The qRT-PCR procedure for IL-6 and TNF-α was performed according to the optimized method. qRT-PCR was executed in a SLAN-96P Real-Time PCR System (Sansure Biotech Inc., Ghangsha, China) with a 2X SYBR qPCR Mixture (Zokeyo, China) in a total reaction volume of 15 μL that included 10 μL of SYBR Green mix, primers at 0.5 μM each, and 1 μL of cDNA as the template. The relevant CTs of the samples were compared against disease control and control samples containing housekeeping genes (GAPDH). The amplification conditions were 95 °C temperature for 30 s and 40 cycles of 95 °C for 5 s and 60 °C for 20 s. Primers used in the procedure are listed in

Table 6. List of primers used to estimate IL-6 and TNF-α through qRT-PCR.

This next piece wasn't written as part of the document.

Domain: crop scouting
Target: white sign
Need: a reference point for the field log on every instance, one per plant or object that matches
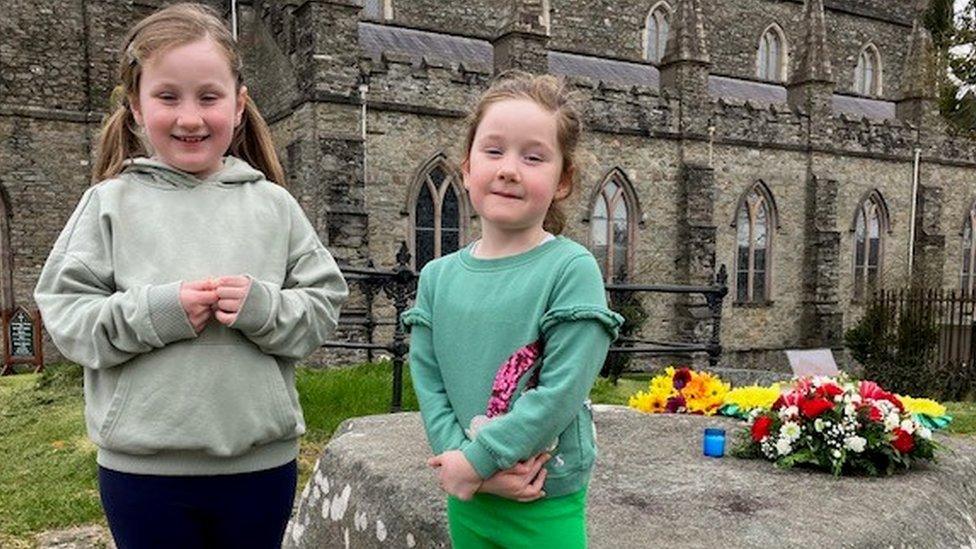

Marker	Sequence	Forward/Reverse
TNF-α	5′-ATGGGCTCCCTCTCATCAGT-3′	Forward
	5′-GCTTGGTGGTTTGCTACGAC-3′	Reverse
IL-6	5′-CCCACCAGGAACGAAAGTCA-3′	Forward
	5′-ACTGGCTGGAAGTCTCTTGC-3′	Reverse

.

4.7.11. Biochemical and Hematological Estimation

All animal groups’ retro-orbital punctures were performed on the 28th day, and many biochemical parameters, including urea, creatinine, alanine transaminase (ALT), alkaline phosphatase (ALP), and aspartate aminotransferase (AST) were determined using Micro Lab 300 with a DiaSYs kit. CBC and CRP were performed using a BIOBASE analyzer and an ichroma analyzer, respectively.

4.8. Statistical Analysis

Values were recorded as mean ± SD, n = 6. By using IBM SPSS statistics 20, a one-way analysis of variance (ANOVA) followed by an LSD post hoc test was applied to calculate the level of significance. Results were compared with the control group. Statistically, p-values ≤ 0.05, 0.01, and 0.001 were taken as significant.

5. Conclusions

The findings of this study investigating the effects of AeOB in a CFA-induced arthritis rat model show promising outcomes in alleviating inflammation associated with arthritis. The present study shows a substantial diminution in inflammatory cytokines IL-6 and TNF-α levels, as evidenced by quantitative qRT-PCR analysis. IL-6 and TNF-alpha are well-known markers of inflammation, and their reduction indicates a potential anti-inflammatory effect of AeOB. Demonstrating the ability of AeOB to suppress inflammatory cytokines and protect the liver highlights the potential of AeOB-based therapies in managing inflammatory conditions effectively. Further research and clinical trials are warranted to discover the underlying mechanisms, as well as to assess the long-term efficacy of AeOB as a potential treatment for arthritis and other inflammatory diseases. If successful, these findings may pave the way for more targeted and efficient therapeutic approaches, improving the quality of life for millions of individuals suffering from inflammatory conditions.